The second mode is the use of the Times to support a state narrative against Washington. In April 2025, TASS, Russia's state news agency, cited the Times to assert that the US had been "much deeper involved in the conflict in Ukraine than Washington had admitted," that the US provided daily coordinates of Russian positions "from its base in Wiesbaden," that it "checked and controlled all strikes carried out with HIMARS," and that the CIA had been "in active coordination with the Kiev regime with regard to attacks on Crimea." Here, TASS converts the Times report into support for a Russian state narrative: that Ukraine fights with deeper American direction than Washington publicly acknowledged. TASS needs the reader to notice that the claim is carried by an American source.
The third mode is convergent use within the Iran-Hezbollah media ecosystem. During the 2026 Israel-Iran conflict, two outlets aligned with the axis drew on the Times against Trump. Al-Manar, designated by the US Treasury as owned or controlled by the Iran-funded Hezbollah terrorist network, ran the story under the headline "NYT Leak Undercuts Trump's Iran Claims," presenting the report as undermining what Trump and then-Defense Secretary Pete Hegseth described as the destruction of the Iranian military.
Press TV, Iran's state broadcaster, ran a separate Times report under the headline "NY Times: Trump miscalculated Iran's retaliation as war costs soar," citing the Times that "the episode is emblematic of how much Mr. Trump and his advisers misjudged how Iran would respond." In Al-Manar's framing, a Times report becomes an "NYT Leak" that undercuts Trump; in Press TV's framing, a Times analysis becomes evidence that Trump miscalculated Iran. They use the Times' authority and stature to make an argument against Trump sound less like Tehran or Hezbollah, and more like an American source cited against America.
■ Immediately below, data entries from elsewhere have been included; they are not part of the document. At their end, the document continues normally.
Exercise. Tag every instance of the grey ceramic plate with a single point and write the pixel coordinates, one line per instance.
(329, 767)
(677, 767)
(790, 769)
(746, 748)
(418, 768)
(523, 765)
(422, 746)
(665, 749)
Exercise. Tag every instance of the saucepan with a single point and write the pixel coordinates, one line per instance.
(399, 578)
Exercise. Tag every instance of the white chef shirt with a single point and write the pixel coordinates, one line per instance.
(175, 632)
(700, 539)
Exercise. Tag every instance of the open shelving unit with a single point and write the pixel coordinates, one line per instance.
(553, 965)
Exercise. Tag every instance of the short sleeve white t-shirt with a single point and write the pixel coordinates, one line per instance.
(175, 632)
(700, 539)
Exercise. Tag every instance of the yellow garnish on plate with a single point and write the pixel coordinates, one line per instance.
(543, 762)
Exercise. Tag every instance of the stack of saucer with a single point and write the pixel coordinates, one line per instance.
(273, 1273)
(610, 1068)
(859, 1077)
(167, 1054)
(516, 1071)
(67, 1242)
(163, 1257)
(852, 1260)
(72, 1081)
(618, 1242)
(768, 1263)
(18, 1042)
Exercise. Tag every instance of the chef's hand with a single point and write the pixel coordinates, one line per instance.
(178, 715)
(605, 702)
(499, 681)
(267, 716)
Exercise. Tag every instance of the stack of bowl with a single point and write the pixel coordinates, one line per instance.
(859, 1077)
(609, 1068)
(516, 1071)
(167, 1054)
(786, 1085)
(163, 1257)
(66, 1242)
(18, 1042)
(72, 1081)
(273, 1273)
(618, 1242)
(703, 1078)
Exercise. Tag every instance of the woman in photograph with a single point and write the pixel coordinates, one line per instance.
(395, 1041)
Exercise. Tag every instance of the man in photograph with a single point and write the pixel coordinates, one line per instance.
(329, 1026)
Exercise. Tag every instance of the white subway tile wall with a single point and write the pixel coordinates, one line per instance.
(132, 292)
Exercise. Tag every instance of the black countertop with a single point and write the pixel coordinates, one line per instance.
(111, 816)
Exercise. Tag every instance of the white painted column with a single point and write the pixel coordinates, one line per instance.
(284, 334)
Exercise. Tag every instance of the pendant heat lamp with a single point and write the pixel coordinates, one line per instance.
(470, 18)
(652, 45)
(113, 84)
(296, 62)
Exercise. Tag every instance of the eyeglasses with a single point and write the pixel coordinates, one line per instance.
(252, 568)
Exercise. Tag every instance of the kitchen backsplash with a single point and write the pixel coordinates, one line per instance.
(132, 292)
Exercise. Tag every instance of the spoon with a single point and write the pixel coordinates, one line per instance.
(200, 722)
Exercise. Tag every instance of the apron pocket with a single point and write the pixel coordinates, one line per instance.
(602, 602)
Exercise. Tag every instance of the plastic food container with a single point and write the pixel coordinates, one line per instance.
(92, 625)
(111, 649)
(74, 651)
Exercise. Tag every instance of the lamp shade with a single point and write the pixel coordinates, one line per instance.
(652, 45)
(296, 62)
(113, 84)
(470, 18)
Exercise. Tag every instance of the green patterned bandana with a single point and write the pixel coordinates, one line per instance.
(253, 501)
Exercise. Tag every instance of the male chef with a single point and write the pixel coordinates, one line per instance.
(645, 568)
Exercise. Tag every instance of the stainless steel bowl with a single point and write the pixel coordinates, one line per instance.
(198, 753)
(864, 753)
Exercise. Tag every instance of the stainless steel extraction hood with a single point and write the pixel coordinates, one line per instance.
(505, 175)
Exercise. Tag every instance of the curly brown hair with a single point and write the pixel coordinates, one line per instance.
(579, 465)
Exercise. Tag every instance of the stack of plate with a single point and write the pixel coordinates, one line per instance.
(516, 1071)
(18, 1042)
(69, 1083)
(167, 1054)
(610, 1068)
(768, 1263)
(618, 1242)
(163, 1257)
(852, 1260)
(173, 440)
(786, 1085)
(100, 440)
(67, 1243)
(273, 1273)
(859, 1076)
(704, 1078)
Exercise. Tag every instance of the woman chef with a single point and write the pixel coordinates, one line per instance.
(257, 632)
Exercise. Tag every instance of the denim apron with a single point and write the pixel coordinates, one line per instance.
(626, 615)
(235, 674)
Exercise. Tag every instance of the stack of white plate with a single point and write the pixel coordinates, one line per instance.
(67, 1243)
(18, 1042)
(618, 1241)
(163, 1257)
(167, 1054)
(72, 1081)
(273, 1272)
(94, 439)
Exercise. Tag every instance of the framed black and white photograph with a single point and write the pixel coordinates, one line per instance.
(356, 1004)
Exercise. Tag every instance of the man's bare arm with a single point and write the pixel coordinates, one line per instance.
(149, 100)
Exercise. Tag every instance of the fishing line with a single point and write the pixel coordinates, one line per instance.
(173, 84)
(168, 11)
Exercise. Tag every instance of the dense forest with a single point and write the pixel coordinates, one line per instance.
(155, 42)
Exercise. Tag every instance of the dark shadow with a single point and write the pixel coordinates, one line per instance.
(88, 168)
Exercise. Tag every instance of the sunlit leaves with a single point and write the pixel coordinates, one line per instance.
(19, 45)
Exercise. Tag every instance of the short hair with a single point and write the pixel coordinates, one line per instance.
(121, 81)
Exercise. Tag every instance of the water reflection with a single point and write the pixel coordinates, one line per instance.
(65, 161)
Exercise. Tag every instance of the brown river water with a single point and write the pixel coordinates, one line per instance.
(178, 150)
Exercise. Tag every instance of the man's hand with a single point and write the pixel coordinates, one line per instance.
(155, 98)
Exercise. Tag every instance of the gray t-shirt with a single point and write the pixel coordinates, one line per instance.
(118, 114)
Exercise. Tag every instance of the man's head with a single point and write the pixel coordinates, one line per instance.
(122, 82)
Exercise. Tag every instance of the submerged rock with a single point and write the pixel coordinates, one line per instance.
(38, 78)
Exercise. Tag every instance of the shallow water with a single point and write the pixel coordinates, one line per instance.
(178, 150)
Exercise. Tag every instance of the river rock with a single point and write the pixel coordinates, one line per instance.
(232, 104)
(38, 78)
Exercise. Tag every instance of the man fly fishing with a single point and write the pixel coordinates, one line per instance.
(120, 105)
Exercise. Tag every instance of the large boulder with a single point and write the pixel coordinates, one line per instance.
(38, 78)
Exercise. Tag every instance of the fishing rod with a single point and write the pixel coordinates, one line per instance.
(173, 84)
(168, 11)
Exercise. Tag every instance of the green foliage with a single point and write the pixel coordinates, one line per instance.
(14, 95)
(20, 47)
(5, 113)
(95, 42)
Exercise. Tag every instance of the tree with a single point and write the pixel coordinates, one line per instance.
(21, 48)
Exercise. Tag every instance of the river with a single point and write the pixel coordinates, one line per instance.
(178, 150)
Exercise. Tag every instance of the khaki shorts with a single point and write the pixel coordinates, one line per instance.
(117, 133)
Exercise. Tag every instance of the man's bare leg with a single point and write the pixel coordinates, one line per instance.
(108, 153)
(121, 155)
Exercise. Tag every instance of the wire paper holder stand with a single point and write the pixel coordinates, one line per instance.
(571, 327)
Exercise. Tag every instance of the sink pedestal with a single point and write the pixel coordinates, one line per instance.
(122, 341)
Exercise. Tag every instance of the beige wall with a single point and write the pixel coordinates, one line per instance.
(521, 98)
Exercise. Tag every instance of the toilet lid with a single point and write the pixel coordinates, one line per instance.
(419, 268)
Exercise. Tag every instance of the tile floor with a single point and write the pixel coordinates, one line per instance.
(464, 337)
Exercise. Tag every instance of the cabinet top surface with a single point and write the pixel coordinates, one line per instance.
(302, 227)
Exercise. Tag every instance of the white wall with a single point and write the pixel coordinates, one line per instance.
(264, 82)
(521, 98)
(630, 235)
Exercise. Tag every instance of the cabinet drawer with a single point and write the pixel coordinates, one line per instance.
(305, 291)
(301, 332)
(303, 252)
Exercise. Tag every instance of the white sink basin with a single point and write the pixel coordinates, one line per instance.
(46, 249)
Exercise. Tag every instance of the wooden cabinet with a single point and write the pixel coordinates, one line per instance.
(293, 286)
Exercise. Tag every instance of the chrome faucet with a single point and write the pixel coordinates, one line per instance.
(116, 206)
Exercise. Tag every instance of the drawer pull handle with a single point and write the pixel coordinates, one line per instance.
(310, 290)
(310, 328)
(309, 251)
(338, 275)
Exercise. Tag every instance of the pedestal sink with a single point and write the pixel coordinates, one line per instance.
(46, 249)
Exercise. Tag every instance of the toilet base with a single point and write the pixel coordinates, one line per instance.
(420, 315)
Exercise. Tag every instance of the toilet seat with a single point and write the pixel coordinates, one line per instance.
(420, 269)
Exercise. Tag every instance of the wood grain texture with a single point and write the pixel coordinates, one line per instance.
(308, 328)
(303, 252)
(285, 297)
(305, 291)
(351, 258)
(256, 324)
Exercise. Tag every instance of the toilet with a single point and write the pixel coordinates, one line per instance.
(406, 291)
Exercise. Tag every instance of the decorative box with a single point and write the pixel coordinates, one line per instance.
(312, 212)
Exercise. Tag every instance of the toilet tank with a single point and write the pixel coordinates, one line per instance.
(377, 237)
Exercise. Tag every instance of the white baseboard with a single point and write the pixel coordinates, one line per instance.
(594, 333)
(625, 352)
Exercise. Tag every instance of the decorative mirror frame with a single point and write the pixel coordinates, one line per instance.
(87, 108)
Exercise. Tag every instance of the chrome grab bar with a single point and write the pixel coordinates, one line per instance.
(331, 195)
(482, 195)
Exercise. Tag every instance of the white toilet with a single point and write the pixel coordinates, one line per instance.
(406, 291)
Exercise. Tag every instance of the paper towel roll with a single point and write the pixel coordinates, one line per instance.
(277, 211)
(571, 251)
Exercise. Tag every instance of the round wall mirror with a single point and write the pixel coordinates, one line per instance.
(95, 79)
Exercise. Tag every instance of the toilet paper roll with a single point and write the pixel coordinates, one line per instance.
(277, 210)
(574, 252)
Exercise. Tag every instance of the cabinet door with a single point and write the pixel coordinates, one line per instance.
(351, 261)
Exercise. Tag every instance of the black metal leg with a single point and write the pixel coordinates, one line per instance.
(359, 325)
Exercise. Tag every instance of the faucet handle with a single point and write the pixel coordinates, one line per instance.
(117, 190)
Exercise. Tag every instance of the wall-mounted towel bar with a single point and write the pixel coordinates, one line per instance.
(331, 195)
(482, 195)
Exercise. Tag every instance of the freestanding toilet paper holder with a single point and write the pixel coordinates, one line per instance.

This is the arena Trump opened. Not whether a given article is accurate, but why a particular institution still enters public consciousness as a stamp of authority and credibility.
The Kristof column reaches Western readers through the same respected institutional channels of the New York Times. Israel continues to battle its effects. Yet the proper response is not merely to refute it. It is to expose what it becomes once released into the world.
Every time the Times publishes an accusation of this nature, Israel and its allies should systematically map its “afterlife”: who reproduces and re-uses it, which outlets amplify it with inflammatory headlines, which hostile media strip it of context, and which regimes weaponize it as proof against both Israel and America.
The Times’ credibility is not harmed merely by angry slogans or denunciations. It is eroded by calmly and relentlessly showing the public exactly how its authority is transformed and corrupted in hostile hands.